I continue to insist with Eastwood. After "Bird", et voilà, "A Perfect World" (1993). Ironic title, yeah, because: a) the world isn't perfect, b) this film tells a chilling world, far from perfect. And it starts with Halloween, the night of witches, trick or treat, empty pumpkins, and black witches. Then there's an escape, followed by a kidnapping. Well, if this is the start..., so much for the perfect world.
Clint Eastwood is of a certain age (he was born in 1930), born in San Francisco, he has a few decades on his shoulders, and he knows a bit about American history, knowing that the USA is not exactly squeaky clean. Skeletons in the closet? No, I'd say, better, visible errors (and horrors), a bit like the whole world, but Eastwood is American, and he knows his country well. When J.F. Kennedy was assassinated, he was 30 years old with 11 films under his belt, but he wasn't famous yet. He experienced the USA of the early Sixties, divided between the cold war and the war against blacks, and over time, he assimilated them. After a few years, after some westerns and violent inspectors, he decided to make a film about those years. His years.
What came out of it is "A Perfect World." Yes, ok, alright, it's not the masterpiece of a lifetime, but it's still a great film. Yes, yes, I've understood, it won't go down in history. But it is still a great film. Why? Because within "A Perfect World" there's all the Eastwood style and the Eastwood mindset. There's a story, tragic, ruthless ("Unforgiven"?). Of a man on the run who takes a child with him, treats him well, then dies, and the child is left with a void. Yes, it's true, it's not a completely original idea, but here it's more effective than elsewhere. Because the criminal/hostage relationship isn't what you see in prison films; it's the relationship between an adult and a child, hence even murkier and more complex. And because, above all, Eastwood wants to fly high, dissecting other themes: the destroyed and insecure America, with no longer any homeland or ideals, no families, and no fathers, capable of killing presidents and small-time criminals as if they were the same thing. Overbearing in declaring hostility to Russia, yet incapable of taking care of its own children. The contradictions of a country, the contradictions of all time.
Exemplary Eastwood, who stages the story with a stylistic rigor that is difficult to match, perhaps cold and detached, but also precise, punctual, without unnecessary artistic frills, always aiming for the essential, even at the cost of seeming snobbish and out of time. Then well, you understand from the start how it will end (the bad guy dies and goodnight everyone), but what does it matter? That's not the essential part. The essential is understanding what's underneath: an unusual road movie on the side of losers, those who, by their nature, are destined to fail. All the USA-made metaphors are carefully intended. It's a film set in the Sixties, but composed and structured like a film from the Fifties.

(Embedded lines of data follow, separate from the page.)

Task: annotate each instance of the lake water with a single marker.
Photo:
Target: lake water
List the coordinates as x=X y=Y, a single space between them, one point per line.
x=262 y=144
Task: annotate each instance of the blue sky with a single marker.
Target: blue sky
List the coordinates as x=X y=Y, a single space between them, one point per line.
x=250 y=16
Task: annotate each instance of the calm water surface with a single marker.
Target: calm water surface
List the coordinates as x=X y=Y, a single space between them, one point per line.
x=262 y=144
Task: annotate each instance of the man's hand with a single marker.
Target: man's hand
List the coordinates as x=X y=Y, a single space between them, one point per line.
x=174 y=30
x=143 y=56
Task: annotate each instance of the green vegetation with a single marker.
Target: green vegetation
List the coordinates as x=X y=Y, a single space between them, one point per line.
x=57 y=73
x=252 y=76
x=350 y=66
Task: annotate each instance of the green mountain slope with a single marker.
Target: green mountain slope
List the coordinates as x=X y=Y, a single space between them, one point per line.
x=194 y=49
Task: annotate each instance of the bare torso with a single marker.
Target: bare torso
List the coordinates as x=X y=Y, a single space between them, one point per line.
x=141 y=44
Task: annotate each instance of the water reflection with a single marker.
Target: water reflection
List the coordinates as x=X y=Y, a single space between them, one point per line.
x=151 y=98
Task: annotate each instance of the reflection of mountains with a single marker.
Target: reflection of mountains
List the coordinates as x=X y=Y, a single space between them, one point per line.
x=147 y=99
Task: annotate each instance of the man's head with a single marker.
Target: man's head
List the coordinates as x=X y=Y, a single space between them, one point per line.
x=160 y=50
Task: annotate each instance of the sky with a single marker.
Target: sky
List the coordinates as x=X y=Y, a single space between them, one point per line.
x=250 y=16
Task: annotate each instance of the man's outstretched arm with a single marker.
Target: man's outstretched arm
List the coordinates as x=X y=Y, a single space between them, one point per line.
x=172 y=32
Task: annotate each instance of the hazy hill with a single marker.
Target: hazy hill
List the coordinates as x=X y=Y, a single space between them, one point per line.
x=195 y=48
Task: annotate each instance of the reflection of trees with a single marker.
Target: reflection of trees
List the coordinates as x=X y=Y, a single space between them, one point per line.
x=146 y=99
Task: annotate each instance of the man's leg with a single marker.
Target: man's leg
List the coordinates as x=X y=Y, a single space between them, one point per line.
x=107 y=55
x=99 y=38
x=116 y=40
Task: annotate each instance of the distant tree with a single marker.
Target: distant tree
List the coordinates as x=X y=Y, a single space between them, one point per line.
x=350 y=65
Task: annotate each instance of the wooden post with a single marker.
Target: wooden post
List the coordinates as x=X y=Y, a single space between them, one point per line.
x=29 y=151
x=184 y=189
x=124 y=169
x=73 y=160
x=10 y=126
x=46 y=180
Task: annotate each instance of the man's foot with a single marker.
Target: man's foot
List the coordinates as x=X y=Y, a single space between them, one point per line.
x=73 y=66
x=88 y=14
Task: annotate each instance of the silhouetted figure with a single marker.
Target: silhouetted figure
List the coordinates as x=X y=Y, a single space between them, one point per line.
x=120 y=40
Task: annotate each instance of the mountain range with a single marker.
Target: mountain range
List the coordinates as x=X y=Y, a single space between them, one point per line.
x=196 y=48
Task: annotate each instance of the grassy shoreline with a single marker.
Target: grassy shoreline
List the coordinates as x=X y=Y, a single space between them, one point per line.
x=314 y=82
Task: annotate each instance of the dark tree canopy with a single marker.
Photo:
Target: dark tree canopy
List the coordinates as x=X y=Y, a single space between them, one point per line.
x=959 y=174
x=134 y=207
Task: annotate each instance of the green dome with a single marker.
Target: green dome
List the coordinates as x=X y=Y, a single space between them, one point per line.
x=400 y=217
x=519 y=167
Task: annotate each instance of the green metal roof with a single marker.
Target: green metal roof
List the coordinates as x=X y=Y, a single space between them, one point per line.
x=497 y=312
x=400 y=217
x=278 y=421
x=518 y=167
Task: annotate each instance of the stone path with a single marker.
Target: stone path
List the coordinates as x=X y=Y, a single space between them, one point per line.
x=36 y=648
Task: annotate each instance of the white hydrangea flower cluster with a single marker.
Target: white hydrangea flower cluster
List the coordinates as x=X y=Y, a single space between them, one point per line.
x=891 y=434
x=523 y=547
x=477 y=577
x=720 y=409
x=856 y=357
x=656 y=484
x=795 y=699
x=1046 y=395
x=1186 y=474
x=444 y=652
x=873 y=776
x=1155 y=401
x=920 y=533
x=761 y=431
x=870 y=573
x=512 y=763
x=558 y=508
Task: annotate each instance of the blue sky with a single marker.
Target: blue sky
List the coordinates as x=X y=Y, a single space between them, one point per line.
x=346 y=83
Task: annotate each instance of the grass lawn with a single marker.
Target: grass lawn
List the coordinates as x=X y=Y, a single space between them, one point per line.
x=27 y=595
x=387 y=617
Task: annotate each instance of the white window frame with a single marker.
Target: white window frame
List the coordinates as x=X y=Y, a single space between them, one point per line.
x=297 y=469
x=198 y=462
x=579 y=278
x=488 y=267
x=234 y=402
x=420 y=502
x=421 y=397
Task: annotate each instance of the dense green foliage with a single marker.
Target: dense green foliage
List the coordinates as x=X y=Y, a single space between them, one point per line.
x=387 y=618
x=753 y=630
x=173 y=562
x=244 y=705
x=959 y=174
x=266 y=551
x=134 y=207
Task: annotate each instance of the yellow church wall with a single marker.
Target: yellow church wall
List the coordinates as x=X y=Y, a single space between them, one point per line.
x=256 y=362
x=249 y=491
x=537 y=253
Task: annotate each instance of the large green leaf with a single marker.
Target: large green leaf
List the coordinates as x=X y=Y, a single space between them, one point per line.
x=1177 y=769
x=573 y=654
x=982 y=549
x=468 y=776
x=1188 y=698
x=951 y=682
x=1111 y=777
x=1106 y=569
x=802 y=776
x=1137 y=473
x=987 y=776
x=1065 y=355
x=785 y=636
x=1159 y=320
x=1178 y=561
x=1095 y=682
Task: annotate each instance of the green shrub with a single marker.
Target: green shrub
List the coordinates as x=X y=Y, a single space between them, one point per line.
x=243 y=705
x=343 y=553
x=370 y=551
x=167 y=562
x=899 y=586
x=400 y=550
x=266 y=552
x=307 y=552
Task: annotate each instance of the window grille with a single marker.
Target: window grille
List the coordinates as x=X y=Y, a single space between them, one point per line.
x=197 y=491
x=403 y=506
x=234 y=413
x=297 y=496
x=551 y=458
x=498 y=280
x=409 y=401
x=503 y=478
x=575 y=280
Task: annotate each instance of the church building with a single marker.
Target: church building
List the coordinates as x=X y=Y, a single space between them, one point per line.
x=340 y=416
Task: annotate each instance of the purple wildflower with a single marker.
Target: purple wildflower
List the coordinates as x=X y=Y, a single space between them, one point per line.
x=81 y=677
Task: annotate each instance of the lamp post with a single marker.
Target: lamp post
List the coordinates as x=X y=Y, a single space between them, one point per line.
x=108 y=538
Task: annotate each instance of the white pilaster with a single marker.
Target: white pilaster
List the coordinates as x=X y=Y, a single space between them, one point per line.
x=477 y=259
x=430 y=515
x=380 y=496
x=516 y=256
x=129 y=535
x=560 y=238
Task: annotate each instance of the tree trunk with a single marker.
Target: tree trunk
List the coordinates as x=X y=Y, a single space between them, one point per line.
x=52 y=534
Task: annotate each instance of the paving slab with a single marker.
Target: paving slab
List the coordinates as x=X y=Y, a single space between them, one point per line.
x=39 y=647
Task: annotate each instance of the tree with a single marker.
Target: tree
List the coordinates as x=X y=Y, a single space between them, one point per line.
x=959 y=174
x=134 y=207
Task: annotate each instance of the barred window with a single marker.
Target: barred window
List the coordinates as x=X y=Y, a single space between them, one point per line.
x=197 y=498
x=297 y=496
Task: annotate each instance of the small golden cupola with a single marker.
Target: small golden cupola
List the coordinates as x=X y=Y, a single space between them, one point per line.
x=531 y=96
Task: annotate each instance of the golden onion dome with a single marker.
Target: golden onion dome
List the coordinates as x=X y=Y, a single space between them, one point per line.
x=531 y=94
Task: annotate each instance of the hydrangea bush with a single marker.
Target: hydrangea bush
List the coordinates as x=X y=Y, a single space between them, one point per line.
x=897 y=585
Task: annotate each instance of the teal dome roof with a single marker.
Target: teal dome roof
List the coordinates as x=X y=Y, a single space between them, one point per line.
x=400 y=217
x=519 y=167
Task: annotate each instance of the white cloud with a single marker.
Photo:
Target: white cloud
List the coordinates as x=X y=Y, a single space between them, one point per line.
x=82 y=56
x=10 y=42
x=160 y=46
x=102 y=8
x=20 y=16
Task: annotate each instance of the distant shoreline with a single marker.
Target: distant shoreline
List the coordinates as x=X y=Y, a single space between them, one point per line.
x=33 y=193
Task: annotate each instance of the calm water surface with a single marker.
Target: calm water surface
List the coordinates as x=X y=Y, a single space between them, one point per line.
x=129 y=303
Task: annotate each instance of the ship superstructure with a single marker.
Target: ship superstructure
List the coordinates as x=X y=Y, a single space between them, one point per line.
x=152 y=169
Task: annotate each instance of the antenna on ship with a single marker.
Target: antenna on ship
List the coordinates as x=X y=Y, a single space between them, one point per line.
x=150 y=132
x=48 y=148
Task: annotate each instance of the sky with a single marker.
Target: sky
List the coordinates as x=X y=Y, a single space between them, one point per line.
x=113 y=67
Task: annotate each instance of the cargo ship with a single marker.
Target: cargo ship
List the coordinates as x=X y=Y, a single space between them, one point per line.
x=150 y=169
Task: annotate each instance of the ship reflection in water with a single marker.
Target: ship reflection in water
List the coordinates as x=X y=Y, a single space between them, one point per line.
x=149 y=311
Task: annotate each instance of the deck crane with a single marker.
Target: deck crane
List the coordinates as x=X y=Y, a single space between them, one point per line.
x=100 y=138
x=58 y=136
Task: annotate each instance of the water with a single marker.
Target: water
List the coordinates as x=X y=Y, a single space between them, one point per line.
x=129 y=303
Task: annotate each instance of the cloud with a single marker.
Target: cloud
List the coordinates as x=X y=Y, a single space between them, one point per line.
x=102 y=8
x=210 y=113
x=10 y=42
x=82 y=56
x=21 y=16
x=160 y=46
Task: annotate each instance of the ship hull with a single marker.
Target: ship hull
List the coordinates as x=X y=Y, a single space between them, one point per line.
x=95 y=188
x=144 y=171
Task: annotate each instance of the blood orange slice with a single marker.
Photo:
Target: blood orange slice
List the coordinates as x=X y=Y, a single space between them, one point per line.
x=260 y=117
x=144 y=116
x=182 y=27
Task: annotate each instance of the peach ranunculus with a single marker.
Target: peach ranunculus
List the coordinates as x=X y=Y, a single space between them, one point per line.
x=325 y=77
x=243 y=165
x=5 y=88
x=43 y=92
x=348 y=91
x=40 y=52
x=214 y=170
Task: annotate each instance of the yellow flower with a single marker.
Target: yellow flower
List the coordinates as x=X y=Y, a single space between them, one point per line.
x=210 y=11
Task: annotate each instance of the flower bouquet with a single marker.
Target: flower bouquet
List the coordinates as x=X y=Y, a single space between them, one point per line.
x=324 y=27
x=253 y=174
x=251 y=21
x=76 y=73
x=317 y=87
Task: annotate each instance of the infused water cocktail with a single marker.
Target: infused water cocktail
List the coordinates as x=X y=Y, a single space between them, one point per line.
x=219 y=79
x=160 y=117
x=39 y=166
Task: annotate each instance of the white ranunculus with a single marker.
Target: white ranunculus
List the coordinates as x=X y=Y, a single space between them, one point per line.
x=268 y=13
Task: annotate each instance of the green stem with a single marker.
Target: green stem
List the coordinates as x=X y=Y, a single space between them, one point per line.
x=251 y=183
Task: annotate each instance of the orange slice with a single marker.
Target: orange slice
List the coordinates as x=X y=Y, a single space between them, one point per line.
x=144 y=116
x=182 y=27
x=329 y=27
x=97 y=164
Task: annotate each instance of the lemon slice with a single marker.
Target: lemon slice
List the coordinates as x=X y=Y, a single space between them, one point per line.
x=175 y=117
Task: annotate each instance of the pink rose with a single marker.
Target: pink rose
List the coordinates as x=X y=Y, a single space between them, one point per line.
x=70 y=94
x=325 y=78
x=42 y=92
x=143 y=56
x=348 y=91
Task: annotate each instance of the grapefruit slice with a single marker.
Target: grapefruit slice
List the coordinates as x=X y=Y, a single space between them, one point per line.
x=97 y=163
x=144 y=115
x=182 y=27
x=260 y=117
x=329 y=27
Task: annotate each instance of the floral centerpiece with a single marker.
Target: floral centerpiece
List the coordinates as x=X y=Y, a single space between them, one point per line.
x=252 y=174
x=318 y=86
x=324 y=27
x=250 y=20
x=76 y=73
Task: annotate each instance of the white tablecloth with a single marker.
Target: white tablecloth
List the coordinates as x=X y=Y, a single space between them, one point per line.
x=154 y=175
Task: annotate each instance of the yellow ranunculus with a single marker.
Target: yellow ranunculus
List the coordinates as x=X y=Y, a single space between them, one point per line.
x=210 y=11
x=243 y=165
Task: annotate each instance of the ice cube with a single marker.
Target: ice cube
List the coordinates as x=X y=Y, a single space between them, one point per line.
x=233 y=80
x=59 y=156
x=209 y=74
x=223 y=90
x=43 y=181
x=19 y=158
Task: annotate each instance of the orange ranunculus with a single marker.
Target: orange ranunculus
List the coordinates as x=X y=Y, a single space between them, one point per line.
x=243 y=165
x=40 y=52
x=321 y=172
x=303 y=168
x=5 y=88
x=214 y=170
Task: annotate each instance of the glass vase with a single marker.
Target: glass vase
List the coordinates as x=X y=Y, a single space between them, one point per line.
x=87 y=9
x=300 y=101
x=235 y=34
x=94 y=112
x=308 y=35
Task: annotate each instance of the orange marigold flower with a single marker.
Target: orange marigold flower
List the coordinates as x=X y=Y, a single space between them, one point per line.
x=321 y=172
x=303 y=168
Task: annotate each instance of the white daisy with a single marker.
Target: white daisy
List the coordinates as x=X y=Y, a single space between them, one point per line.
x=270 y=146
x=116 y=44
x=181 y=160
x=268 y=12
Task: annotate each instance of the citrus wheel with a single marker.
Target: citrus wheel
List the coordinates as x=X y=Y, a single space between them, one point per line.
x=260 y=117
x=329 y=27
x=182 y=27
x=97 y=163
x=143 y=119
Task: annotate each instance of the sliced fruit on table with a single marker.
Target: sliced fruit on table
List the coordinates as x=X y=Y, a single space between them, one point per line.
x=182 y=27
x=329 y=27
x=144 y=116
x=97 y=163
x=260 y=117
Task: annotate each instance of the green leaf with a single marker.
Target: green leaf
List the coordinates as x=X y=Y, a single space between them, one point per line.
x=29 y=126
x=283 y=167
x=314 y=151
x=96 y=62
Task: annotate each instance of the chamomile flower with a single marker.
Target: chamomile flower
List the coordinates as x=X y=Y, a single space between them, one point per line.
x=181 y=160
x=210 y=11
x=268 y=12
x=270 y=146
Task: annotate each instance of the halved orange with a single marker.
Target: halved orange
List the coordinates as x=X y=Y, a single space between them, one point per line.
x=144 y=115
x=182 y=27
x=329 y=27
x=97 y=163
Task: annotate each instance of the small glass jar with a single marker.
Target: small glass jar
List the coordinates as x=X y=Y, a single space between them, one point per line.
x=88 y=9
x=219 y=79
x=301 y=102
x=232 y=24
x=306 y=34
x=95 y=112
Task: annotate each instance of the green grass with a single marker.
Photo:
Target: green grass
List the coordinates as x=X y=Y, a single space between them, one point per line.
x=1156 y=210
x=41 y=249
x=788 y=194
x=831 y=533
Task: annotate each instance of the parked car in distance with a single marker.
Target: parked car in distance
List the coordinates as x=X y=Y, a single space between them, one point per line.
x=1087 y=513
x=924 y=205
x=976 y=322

Extraordinary performance by the cast. Number one Clint Eastwood, dry, rough, never a grimace out of place or a smile given by mistake. Exceptional. Demonstrates the fact that often in cinema, understated performances are worth more than hyperactive and over-the-top performances (the latest De Niro is a sorry confirmation). Then there's Laura Dern, the triceratops-exploring heroine of "Jurassic Park," as well as the muse for many of David Lynch's works. Finally, there's Kevin Costner, far from wolves and not yet drowned in "Waterworld." No longer as handsome and strong as in the late Eighties, but finally human and real, intense and brilliant. An anti-hero, a modern Gary Cooper, as someone described him. Surely, his most beautiful acting performance. Because tragically real.
"A Perfect World," more than a film, seems like a book. One of those books you browse from time to time to feel at peace with the world. Or just a bit more aware. "I don't know anything," says Eastwood. That's the key to the film.
Final accusation. From some, not all, to be clear. What accusation? The ending is sentimental. Yeah, because according to some, a character dying at the end of a film automatically makes the film itself sentimental. But come on, sentimentality is something entirely different. Here, at most, we can talk about emotion, about moving. Perhaps, if you're a bit romantic, it might make you shed a tear. But after all (a question to ask the tough and pure, as vulnerable as anyone else): what's wrong with being moved during a film? Nothing. So let's be moved, come on, cinema (once in a while) should also make us feel emotions.